Dans vos textes, la transmission est un sujet essentiel. Est-ce-que cette manière d'écrire en utilisant un matériau vivant comme votre famille et notamment votre père, personnage magnifique, est une manière de restaurer, restituer, guérir, retenir à soi ?
A. B. C'est un drôle de personnage ce père ! C'est un taiseux, un scientifique. Ce n'est pas facile de faire le portrait d'un scientifique quand, comme moi, on ne sait pas combien font 2+2 ! Il faut se mettre dans la psyché d'un homme qui, lorsqu'il regarde le monde, le traduit immédiatement en phénomène mathématique. Cela représentait un vrai défi d'écriture. J'ai une passion pour les archives et les vieux papiers. J'ai eu la chance que mon grand-père conserve tous ses souvenirs dans des vieux cahiers Oxford pour raconter la vie de ces hommes sur plusieurs générations en allant à la source. Des anecdotes que je n'aurais pas pu inventer et qui sont la mémoire de mon grand-père, son enfance à Saint-Pol-de-Léon. Il a créé la première coopérative agricole bretonne, ce n'est pas rien.
C'est un roman d'hommes où il est question de fidélité, d'amitié, d'engagement, notamment par l'histoire de votre père et de votre grand-père. Un récit qui s'inscrit sur presque un siècle dans un territoire particulier et dans une généalogie capricieuse.
A. B. Il est vrai que ce qui m'intéresse, c'est l'Histoire, des thèmes déjà présents dans La Carte postale ou Gabriële. Là c'est l'Histoire de France mais du point de vue de la Bretagne : la Seconde Guerre mondiale dans une ville comme Saint-Pol-de-Léon, Mai 68 à Brest. Des histoires d'hommes car ce sont des histoires de père en fils avec tout ce que cela peut contenir. Et puis, tout à coup, dans cette généalogie mon père qui n'a que des filles. C'est un homme que nous pourrions presque dire qu’il était déconstruit avant l'heure. C'était un homme très doux, qui laissait sa femme prendre les choses en main, conduire, qui aimait que ma mère soit une femme forte.
Un couple incroyable vos parents ! Finistère c'est l'occasion de les raconter mais surtout l'occasion de raconter ses filles, sa fille Anne Berest qui se demande quand elle écrit ce livre qu'elle est sa relation avec son père.
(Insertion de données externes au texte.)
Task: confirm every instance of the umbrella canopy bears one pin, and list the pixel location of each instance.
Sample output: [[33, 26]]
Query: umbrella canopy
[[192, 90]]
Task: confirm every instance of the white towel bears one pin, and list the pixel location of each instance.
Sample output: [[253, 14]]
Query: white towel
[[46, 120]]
A. B. J'ai adoré imaginer la rencontre entre mes parents. Ce sont deux chercheurs totalement dans leur monde. Comment ces deux planètes quasiment dysfonctionnelles ont-elles pu se rencontrer ? Mon père est tout le temps à faire des calculs dans sa tête (même cuisiner des pâtes se transforme en équation !) et ma mère, linguiste, toujours plongée dans l’étude des langues. Parce qu’ils ont senti qu’ensemble, ils pourraient mieux affronter le monde. En témoigner par l’écriture fut un vrai bonheur. Mais il est vrai que c'est compliqué d'écrire sur une relation où tout s'est passé dans le silence. C'est beau, c'est merveilleux mais c'est difficile d'être l'enfant de quelqu'un qui ne dit pas les choses, d'être l'enfant d'un taiseux parce qu'on sent qu'il y a de l'amour mais on n'en est jamais certain. Le silence, on le questionne toujours. Je sentais l'amour de mon père. Mon livre questionne cela, une belle relation où l'amour se sent mais ne se dit pas.
Tout en chapitres courts, Finistère d'Anne Berest nous plonge dans l'histoire d'une famille bretonne sur trois générations, la sienne. À travers ce récit où l'émotion s'insinue page après page, se dessine le portrait en creux de son père, chercheur passionné, engagé, taiseux mais formidablement amoureux des femmes de sa vie et de la « théorie de la bifurcation ». Ne pas suivre la voie tracée mais faire ce pas de côté qui nous permettra de nous réaliser et d'être libre. Anne Berest, une fois encore, nous livre une magnifique réflexion sur la famille dans un récit de transmission qui fixe le souvenir et l'amour grâce à la passion des mots, en tissant un lien vivant entre le passé et le présent.